Some authors have considered individuals with the typical features of BPES who also have genitourinary malformations and cognitive deficits as examples of BPES plus syndrome.  A recent report, for example, describes two sibs, a male and a female, with some features of this syndrome plus posteriorly rotated ears, hypertelorism, telecanthus, micrognathia and severe psychomotor retardation.  The responsible mutation was not identified and its relationship to BPES remains unknown.  Another individual with typical ocular and systemic features of BPES in addition to cryptorchidism, developmental delay, and syndactyly, was found to have a mutation in the gene KAT6B in the absence of mutations in FOXL2

The phenotypic spectrum of this condition is extensive and it is likely that multiple mutations are collectively responsible for the clinical heterogeneity.

Genetics

This is an autosomal dominant condition with sex-limited characteristics in females (infertility, small uterus, atrophic ovaries).  The karyotype in females is normal.  It is one of the rare conditions with an apparent maternal age effect, at least in sporadic cases which are not uncommon. 

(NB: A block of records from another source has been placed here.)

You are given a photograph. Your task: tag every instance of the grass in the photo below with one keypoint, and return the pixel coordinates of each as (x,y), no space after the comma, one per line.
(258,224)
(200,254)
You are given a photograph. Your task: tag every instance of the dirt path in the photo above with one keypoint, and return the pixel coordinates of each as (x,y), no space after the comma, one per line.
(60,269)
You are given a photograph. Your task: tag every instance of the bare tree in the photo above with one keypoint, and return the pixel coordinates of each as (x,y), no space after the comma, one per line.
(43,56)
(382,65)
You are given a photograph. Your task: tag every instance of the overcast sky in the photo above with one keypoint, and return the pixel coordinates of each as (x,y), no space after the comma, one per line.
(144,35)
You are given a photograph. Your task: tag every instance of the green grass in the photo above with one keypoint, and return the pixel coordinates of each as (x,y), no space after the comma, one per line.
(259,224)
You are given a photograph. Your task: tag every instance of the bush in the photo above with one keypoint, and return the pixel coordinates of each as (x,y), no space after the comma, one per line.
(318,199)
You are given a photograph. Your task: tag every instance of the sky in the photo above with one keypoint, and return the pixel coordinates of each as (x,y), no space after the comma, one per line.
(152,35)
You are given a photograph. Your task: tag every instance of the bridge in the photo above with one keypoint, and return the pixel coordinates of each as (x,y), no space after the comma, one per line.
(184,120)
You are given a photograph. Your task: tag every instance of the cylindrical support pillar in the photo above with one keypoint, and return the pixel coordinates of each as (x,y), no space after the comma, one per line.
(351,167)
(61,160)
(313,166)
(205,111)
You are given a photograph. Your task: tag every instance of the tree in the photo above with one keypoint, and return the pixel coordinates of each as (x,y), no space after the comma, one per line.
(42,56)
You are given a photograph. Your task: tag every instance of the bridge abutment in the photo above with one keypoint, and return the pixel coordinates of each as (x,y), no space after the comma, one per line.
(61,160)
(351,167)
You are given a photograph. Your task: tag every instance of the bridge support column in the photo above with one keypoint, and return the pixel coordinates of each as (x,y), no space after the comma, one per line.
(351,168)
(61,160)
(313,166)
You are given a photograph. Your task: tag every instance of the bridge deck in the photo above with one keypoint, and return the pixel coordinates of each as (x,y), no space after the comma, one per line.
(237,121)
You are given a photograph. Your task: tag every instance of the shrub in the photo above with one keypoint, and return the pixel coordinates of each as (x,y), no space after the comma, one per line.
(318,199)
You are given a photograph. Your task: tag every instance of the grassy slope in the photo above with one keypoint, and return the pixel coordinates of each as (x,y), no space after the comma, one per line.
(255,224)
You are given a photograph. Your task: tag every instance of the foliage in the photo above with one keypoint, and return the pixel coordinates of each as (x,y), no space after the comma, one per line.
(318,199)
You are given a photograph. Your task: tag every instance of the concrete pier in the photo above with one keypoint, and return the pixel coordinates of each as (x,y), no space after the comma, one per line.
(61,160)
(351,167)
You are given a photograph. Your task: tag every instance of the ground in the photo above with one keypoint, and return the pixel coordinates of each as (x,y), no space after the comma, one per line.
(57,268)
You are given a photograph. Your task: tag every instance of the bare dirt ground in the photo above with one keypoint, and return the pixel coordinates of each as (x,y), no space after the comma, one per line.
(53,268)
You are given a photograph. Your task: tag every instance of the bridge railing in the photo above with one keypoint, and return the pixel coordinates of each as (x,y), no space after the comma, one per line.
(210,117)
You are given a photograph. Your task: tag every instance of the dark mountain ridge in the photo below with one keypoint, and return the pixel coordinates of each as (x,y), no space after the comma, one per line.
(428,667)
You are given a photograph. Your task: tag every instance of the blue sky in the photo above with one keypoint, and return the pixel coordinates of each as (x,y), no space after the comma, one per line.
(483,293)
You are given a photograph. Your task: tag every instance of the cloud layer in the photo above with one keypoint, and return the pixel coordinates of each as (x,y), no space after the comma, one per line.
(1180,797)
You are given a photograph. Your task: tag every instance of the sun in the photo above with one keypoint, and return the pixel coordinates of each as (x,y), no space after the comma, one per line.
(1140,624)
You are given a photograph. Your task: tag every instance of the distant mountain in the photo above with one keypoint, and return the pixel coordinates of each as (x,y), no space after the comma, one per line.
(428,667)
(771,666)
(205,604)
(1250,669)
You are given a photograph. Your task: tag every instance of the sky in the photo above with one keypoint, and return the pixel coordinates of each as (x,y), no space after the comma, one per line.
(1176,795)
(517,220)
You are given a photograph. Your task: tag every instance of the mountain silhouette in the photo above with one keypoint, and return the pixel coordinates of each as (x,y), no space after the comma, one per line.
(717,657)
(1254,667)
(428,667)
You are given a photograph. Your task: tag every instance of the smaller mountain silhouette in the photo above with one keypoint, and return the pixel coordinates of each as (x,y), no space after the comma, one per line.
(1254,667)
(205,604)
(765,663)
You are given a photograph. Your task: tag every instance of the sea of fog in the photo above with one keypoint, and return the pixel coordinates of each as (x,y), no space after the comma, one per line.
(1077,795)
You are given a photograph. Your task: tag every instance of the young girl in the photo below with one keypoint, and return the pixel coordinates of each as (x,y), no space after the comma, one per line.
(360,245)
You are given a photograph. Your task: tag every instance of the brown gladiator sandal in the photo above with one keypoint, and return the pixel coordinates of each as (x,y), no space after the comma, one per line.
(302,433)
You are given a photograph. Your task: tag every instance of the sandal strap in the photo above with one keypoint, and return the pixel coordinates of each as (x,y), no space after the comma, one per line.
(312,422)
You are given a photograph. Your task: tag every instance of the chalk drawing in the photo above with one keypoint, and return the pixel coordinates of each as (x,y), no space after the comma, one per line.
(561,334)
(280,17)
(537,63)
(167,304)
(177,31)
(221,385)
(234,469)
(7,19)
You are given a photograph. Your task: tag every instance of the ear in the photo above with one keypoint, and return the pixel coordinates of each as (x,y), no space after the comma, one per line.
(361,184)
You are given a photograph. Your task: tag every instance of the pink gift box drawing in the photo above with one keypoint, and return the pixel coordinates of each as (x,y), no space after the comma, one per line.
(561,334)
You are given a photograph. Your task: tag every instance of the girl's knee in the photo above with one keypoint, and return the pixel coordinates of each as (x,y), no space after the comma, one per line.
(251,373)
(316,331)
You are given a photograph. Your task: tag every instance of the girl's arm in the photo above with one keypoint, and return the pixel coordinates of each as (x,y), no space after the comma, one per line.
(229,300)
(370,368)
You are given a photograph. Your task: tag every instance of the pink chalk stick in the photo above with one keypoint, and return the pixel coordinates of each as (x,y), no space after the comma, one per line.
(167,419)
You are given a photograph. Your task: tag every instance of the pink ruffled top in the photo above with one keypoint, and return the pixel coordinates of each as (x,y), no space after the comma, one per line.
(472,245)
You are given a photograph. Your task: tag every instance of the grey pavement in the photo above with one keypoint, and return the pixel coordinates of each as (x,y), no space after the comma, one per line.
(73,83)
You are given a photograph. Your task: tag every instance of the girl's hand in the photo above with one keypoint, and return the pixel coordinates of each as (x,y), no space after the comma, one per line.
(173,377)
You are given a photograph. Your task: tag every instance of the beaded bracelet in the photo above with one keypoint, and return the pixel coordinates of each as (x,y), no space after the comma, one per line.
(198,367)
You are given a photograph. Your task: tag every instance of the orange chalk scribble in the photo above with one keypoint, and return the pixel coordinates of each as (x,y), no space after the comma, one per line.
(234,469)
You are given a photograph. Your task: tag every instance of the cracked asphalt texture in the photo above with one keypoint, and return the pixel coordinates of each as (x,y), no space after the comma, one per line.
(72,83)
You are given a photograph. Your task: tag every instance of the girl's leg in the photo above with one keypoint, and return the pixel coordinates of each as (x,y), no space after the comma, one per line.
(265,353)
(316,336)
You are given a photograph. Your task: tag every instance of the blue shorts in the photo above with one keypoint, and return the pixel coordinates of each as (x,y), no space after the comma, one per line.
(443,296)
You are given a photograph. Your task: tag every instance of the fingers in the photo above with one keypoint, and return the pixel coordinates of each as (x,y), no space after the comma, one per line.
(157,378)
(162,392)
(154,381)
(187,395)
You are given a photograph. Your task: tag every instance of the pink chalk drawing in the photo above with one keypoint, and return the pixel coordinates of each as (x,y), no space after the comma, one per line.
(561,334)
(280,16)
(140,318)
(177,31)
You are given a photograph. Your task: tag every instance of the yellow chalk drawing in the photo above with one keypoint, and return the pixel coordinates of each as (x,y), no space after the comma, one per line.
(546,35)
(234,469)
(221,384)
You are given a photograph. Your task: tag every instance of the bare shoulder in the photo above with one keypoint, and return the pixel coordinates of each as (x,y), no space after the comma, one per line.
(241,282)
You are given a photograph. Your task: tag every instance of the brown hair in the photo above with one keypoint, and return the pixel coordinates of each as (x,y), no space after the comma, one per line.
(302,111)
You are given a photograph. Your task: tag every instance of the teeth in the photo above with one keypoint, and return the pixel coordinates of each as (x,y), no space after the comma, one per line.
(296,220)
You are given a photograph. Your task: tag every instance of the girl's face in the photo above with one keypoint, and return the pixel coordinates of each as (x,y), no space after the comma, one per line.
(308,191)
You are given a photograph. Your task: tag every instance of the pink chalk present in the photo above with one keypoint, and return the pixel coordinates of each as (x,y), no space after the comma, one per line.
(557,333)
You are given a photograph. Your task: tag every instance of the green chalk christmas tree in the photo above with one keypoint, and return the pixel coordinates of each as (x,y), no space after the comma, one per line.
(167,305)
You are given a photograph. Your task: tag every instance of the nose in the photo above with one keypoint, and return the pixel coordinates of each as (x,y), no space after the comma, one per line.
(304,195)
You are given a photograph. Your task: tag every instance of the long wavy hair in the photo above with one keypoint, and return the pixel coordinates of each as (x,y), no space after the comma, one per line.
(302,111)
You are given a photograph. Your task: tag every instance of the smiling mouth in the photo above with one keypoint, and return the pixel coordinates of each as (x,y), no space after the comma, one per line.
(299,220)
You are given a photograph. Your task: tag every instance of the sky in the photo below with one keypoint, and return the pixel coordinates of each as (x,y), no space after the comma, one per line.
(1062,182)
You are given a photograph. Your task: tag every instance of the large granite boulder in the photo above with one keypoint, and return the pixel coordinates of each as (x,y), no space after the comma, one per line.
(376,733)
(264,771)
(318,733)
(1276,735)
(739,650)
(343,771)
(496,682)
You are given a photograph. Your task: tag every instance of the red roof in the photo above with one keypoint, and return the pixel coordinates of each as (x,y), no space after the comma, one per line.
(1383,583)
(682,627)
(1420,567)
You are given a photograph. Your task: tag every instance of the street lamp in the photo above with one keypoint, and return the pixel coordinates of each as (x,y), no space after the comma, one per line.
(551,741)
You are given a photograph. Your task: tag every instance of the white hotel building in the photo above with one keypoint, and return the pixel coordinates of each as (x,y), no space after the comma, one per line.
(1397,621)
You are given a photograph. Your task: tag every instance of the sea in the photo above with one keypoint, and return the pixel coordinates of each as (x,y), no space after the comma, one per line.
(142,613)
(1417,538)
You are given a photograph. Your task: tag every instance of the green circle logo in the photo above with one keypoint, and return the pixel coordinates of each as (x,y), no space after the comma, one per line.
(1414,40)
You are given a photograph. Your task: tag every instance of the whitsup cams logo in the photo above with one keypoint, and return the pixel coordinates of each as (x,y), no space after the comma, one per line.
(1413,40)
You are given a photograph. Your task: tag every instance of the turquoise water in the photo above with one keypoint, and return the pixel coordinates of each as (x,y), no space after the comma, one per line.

Mutations in the FOXL2 gene at 3q23 seem to be responsible for at least some familial cases. It codes for a gene active in the mesenchyme of the eyelids and in the ovarian follicle, at least in mice.  About 12% of patients do not have a FOXL2 mutation though. Numerous mutations have been found, some of which cause premature ovarian failure (sometimes labeled BPES type I) while others cause only lid maldevelopment (BPES type II).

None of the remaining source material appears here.